I-SPY2 is a multicenter, phase 2 trial using response-adaptive randomization within biomarker subtypes to evaluate novel agents as neoadjuvant therapy for high-risk breast cancer. The primary endpoint is pathologic complete response (pCR) at surgery. The goal is to identify (graduate) regimens with ≥ 85% Bayesian predictive probability of success (i.e. demonstrating superiority to control) in a future 300-patient phase 3 1:1 randomized neoadjuvant trial with pCR endpoint within signatures defined by hormone-receptor (HR), HER2 status, and MammaPrint (MP). Regimens may leave the trial for futility (< 10% probability of success), maximum sample size accrual (with probability of success ≥ 10% and < 85%), or for safety as recommended by the independent DSMB. For HER2+ subjects, the control arm was 12 weekly cycles of paclitaxel+trastuzumab (TH, control) followed by doxorubicin/cyclophosphamide (AC) q2-3 weeks x4 and surgery. Patritumab is a monoclonal antibody against HER3. For this arm in HER2+ breast cancer, patritumab was given q3w x 4 cycles (18mg/kg loading dose followed by 9mg/kg/dose) concurrent with paclitaxel and trastuzumab q1w x 12 weeks (PTH, treatment), followed by AC q2-3w.

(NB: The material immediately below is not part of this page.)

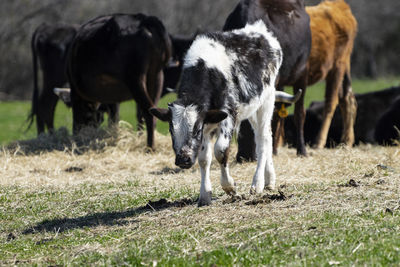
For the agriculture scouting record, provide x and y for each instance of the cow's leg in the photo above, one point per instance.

Women with tumors ≥ 2.5cm were eligible for screening. MP low/HR+ tumors were ineligible. MRI scans (baseline, 3 weeks after start of therapy, prior to AC, and prior to surgery) were used in a longitudinal statistical model to predict pCR for individual patients. Analysis was intention to treat. Subjects who switched to non-protocol therapy count as non-pCR. Subjects on experimental therapy at time of arm closure are non-evaluable. Graduation potential was in 3 of 10 pre-defined signatures: all HER2+, HR-/HER2+, and HR+/HER2+.

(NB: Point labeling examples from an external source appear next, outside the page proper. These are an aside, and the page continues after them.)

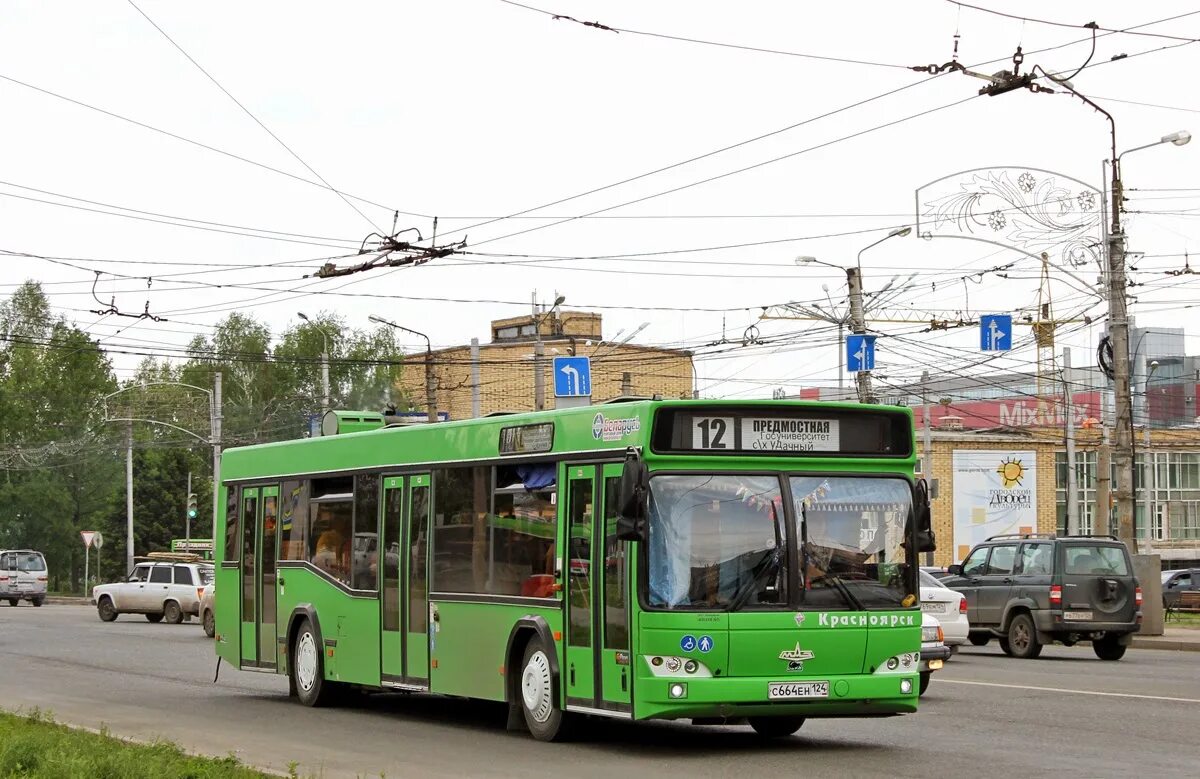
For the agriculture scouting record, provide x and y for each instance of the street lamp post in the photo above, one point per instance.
(539, 353)
(1119, 324)
(431, 393)
(1149, 472)
(324, 366)
(857, 317)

PTH did not meet criteria for graduation and was stopped at the recommendation of the Safety Working Group and DSMB based on a safety event (bilateral sensorineural hearing loss, Gr 3) observed in one participant. N=31 participants had received PTH treatment at the time accrual closed due to toxicity, among which 4 subjects receiving patritumab were changed to non-protocol therapy and removed from the analysis. Evaluable participants: 27 PTH and 31 TH. Safety and biomarker data associated with patritumab response will be reported. The participant who developed Gr3 sensorineural hearing loss 6 days after the 2nd patritumab treatment, did not recover her hearing after patritumab was stopped, and also reported Gr3 vulvovaginal pain, vulvitis, and vaginal inflammation. Other gynecological symptoms reported include: 1 pt with Gr1 vaginal hemorrhage, and 1 pt with Gr2 dyspareunia. Increased toxicity was seen on the PTH arm compared to TH alone, including Gr3 hypokalaemia (12.5% vs 3.2%) and Gr3 premature menopause (12.5% vs none). One pt reported Gr3 small intestinal obstruction which resolved with conservative management.

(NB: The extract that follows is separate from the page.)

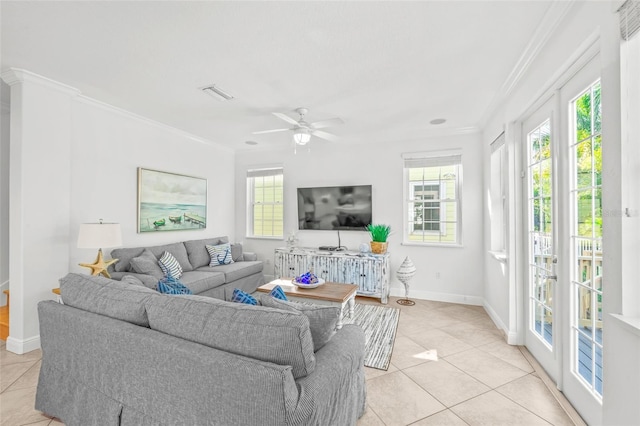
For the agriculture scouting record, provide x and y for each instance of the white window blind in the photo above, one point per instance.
(265, 202)
(629, 19)
(432, 208)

The I-SPY 2 study finds the probability that investigational regimens will be successful in a phase 3 neoadjuvant trial; PTH did not reach the efficacy threshold of 85% probability of success in phase 3 in any of the 3 signatures as the arm was stopped due to safety in a curable setting. This is the first report of Gr3 hearing loss with patritumab/paclitaxel/trastuzumab.